The top of each page will URLEncode the page’s URL, then call the API; passing $user and the encoded URL.

$encodedURL = [System.Web.HttpUtility]::UrlEncode($headers.Referer)
Invoke-RestMethod https://<your server and api path>/LogPageViews/$user/$encodedURL

Doing this we get a single Csv log file for each page view. I did basically the same thing for logins. I created an Endpoint API that takes a couple of parameters, and added calls to the API in the authentication.ps1 file to log both failed and successful logins.

Then I created an Automation Script that runs daily importing all the individual page view files, appends them to a master page views Csv file, then deletes the individual files. I did the same for the individual Login files. Then to keep only one year’s of data in the master Csv files, I wrote another Automation Script that runs daily importing the master csv files, separates the entries into those older than one year and those which are within one year, then overwrites the master Csv files with only the current data within one year.

Then I put an Automation Trigger in place, so I get an email alert any time a scheduled job fails.

The page views solution works great! I have a PSU metrics page where I import the master and all individual page view Csv files, then displays various metrics.

The login solution works good, but it’s limited to just full logins. It does not capture sessions, or session refreshes; just full logins that call the authentication.ps1 file. I’m not generating metrics with this, as of yet, but more or less wanted it for auditing and troubleshooting purposes anyway.

That’s an interesting approach.

I’ve started going down the path of using the PSFramework module for logging events from scripts, API endpoints, and dashboards, and I’ve just gotten to the point of using the login trigger to write logs as well.
I’ve so far been using its ability to write CMTrace compatible files, but it’s got support for different log providers, I’m hoping to get to the point I can use Azure Log Analytics with it.

Considered using New-Guid to generate a GUID that can be used in the filename instead of looping for an unused random number?

Also, there are logging functions others have designed that use Mutex. Here’s a relevant piece that works for me.

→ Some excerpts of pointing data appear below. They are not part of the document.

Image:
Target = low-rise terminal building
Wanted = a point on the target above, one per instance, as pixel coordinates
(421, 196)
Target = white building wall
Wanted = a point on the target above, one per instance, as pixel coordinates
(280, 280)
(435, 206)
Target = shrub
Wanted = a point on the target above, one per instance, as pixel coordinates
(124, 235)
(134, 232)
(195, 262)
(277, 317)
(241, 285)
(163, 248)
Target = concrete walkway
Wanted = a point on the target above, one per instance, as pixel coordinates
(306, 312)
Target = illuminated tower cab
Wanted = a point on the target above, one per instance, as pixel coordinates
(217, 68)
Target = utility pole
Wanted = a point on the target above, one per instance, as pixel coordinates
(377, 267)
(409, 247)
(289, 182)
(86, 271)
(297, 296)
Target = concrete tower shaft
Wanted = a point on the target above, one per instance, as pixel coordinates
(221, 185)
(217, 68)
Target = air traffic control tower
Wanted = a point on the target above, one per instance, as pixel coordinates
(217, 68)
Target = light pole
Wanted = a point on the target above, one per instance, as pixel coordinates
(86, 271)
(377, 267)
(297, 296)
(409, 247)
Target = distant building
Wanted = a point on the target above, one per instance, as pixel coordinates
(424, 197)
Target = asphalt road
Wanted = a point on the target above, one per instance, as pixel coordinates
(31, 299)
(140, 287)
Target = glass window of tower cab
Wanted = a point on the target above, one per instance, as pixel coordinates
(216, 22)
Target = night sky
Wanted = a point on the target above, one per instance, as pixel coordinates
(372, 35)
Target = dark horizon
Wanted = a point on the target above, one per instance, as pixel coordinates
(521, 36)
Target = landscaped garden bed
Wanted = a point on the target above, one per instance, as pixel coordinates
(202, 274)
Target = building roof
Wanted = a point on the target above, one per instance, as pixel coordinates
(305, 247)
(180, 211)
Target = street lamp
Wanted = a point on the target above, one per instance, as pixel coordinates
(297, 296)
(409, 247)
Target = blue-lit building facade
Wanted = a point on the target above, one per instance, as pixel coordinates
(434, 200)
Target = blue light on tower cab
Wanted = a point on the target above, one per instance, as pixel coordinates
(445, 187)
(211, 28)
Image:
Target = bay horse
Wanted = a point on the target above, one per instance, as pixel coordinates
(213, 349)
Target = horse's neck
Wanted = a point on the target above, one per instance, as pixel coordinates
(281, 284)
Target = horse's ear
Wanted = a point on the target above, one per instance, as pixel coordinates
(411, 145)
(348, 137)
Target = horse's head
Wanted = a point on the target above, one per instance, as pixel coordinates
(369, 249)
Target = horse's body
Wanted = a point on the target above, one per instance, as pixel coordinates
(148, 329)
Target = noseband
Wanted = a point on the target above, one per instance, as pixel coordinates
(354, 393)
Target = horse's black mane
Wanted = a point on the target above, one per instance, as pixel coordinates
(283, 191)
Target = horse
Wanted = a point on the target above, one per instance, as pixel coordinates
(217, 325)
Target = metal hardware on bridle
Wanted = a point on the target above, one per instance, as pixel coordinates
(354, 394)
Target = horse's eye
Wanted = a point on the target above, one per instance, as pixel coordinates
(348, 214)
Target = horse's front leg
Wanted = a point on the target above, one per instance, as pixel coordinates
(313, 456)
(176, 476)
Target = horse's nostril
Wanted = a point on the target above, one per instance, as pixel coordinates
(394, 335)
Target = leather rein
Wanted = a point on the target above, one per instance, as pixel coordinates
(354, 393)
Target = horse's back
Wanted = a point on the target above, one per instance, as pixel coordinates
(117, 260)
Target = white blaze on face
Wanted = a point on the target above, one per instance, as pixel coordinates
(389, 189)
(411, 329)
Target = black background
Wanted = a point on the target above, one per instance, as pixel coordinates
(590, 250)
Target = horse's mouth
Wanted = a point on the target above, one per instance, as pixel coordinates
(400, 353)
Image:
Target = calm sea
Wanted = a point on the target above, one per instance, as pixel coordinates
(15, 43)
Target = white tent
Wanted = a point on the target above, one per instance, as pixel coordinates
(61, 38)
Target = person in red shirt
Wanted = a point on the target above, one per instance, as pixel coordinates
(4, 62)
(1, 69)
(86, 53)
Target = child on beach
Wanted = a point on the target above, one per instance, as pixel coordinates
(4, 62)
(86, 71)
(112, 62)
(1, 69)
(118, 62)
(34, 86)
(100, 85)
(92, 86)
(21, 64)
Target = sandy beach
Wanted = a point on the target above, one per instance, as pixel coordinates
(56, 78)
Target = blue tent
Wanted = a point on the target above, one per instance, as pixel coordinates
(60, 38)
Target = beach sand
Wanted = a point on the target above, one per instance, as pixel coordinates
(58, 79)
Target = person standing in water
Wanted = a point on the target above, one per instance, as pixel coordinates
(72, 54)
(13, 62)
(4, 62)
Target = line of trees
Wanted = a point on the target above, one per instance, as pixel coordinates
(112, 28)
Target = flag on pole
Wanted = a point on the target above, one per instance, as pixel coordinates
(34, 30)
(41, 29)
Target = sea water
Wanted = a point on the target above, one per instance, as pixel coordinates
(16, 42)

        $LogMutex = New-Object System.Threading.Mutex($false, "LogMutex")
        $LogMutex.WaitOne() | Out-Null
        $line | Out-File -FilePath $log -Append
        $LogMutex.ReleaseMutex() | Out-Null

Thanks @dbytes!

I was not aware of the New-Guid command. I’ve applied that update, and testing shows it works great :slight_smile:

I’m not familiar with Mutex. Some quick googling says it’s a multi-thread programming concept. Since I’m slated to go into production in 2 days, I’ll stay with the Csv solution…for now. I’ll put Mutex on the back burner and look into it later, as a possible way to improve logging.

I’ve looked into Azure Application Insights, the issue I ran into was a javascript function is needed that runs on the browser then sends the data to app insights. I believe I got it to work and then could use the invoke-udjavascript (i think that’s the cmdlet) for custom logging, but since it’s tracking the user, most ad blockers just blocked the part of downloading the function or sending the info. Most of our users are fairly technical and have ad blockers setup so wasn’t worth the hassle. Instead I setup an Azure Log Analytics workspace and send actions to that for logging in a custom powershell function.